И в Гранаде все напоминало о том же. В Королевской часовне покоилась Хуана Безумная, несчастная дочь Фернандо и Исабель, сошедшая с ума после смерти своего мужа и погребенная вместе с ним. Собираясь в кондитерскую, донья Висента говорила по старой памяти: «схожу к красоткам с Кампильо». За выражением этим стояла целая история о двух сестрах, открывших еще в конце прошлого века кондитерскую на площади Кампильо. Пока они были молоды и привлекательны, от покупателей отбоя не было, гранадские юноши проводили целые дни в кондитерской, но почему-то ни один из них так и не решился предложить какой-либо из сестер руку и сердце. Шли годы, девушки высохли, состарились, торговля пришла в упадок и название «красотки с Кампильо» стало звучать насмешкой. А сколько таких же историй происходило вокруг!
Просыпаясь на рассвете, Федерико вспоминал: сейчас вместе с ним этот утренний перезвон колоколов слушают девушки Гранады и Кордовы. Девушки Андалусии – Верхней и Нижней.

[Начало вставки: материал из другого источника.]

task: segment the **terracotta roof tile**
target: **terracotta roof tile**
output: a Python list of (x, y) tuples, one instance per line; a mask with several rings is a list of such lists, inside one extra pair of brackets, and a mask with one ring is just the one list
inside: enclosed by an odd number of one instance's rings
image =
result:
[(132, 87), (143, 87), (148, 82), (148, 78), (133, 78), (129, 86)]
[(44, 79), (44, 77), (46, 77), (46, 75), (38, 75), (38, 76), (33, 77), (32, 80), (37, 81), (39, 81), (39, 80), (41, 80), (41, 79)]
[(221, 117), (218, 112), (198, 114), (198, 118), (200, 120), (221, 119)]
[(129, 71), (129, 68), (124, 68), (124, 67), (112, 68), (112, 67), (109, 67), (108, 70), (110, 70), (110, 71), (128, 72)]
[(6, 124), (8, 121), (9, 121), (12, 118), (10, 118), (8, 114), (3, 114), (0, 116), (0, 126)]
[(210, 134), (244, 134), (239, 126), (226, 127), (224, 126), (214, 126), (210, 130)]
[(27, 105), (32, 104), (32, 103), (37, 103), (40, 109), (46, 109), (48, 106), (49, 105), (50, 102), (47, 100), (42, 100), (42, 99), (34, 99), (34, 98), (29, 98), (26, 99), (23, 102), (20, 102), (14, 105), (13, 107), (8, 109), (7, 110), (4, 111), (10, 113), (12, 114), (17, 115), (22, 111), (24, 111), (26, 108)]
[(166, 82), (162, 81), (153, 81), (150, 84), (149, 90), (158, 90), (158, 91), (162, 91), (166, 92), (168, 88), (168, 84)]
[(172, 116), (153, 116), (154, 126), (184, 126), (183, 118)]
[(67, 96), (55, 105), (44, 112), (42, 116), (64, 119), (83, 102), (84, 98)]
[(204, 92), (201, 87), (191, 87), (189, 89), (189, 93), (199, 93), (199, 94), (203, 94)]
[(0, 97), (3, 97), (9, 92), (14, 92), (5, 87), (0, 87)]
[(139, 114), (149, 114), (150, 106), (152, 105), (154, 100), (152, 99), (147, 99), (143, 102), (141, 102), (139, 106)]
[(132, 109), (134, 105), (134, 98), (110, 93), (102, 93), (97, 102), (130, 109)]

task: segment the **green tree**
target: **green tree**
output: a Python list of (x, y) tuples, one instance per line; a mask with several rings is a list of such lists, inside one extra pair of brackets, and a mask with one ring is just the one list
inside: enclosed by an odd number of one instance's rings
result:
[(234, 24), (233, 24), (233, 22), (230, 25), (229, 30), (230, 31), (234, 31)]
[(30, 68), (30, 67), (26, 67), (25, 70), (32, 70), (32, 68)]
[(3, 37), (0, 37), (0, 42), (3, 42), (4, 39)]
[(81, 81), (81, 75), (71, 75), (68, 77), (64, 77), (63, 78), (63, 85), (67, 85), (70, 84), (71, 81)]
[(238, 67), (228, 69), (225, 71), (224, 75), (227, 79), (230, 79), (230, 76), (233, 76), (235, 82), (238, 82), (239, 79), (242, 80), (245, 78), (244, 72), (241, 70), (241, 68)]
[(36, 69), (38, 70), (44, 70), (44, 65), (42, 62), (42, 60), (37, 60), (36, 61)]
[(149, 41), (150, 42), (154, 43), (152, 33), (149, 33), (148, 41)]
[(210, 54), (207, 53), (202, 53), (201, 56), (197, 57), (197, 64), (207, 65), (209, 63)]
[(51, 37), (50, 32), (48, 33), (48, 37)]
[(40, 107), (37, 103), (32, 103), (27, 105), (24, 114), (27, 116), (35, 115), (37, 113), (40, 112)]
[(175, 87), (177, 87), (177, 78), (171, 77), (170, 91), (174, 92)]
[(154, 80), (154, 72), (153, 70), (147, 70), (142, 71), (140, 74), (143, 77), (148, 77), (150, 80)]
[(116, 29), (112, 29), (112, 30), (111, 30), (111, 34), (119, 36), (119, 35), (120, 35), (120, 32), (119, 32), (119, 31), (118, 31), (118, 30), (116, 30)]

Девушки всей Испании, воспетые поэтами, прославленные живописцами – черные глаза, маленькая ножка, мантилья, гребень... Они слушают эти колокола на заре, после бессонной, бесконечной ночи, после горючих слез в подушку, с новой, робкой, последней надеждой. Дайте им эту надежду, колокола Кордовы! Пообещайте им счастье, колокола Гранады!
10
Тяга к стихотворству одолевала его все чаще. Федерико пытался противиться: стихи писались слишком легко, а музыка приучила его бояться этой обманчивой легкости. Но попробуй удержись, когда все друзья словно помешались на поэзии – сочиняют, декламируют, без конца спорят. Все же своих стихов он им не показывал, довольствуясь участием в коллективном сочинении пародий.